Michael Brown, a co-owner of Eros Bistro at 10th and Broad streets, has a daily routine of picking up beer bottles, plastic cups and cigarette butts and blowing leaves in front of his restaurant – all tasks he thinks the city is responsible for doing.
But Ooolee Bricker, the owner of Vintage Ooolee on Broad Street, said store owners need to take more ownership of the space in front of their businesses. She pitches in to keep the area in front of her store clean, often picking up cigarette butts.
The Augusta Commission voted in December not to renew CADI’s main funding source, the downtown Augusta Business Improvement District.
In the program’s absence, Deputy Administrator Bill Shanahan said city workers will focus more on downtown maintenance on an as-needed basis. He met with CADI board members, asking them to keep the city aware of problems.
“My decision was that we could handle it with what (crews) we already had,” Shanahan said. “If we were getting complaints, then we would react accordingly.”
The time Bricker spends cleaning the sidewalk hasn’t increased in the past month, which she said shows the program’s ineffectiveness during its five-year tenure. Bricker was one of many property owners dissatisfied with the lack of services provided.
Brown said the city needs to improve litter pickup, especially on Saturday mornings.
“I don’t mind going out there and cleaning it, but if Friday and Saturday night are big occasions, that’s certainly a problem for me as a business owner and the city,” Brown said.
Downtown business owners agree that the city needs to devise a plan for cleaning after special events, something Shanahan said will be done on a case-by-case basis.
Bricker is especially concerned about St. Patrick’s Day; last year trash piles were
left behind after the parade.
“I hope the city will do their part,” Bricker said.
City Administrator Fred Russell said officials will meet with parade organizers to coordinate efforts, but the city will bear most of the cost.
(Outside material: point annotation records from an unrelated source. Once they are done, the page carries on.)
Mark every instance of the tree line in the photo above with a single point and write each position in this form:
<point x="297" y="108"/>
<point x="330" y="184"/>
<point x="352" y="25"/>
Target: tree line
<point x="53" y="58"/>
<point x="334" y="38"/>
Margaret Woodard, the executive director of the Downtown Development Authority, which administered CADI, said downtown was noticeably more dirty after January’s First Friday. Last fall, CADI crews were part of a plan to improve security and
cleanup during the festival.
“Without the CADI program, there’s no vehicle to do that anymore,” Woodard said.
She said keeping downtown clean is a question for every day of the month, not just First Friday.
“It’s back in the city’s hands now,” she said.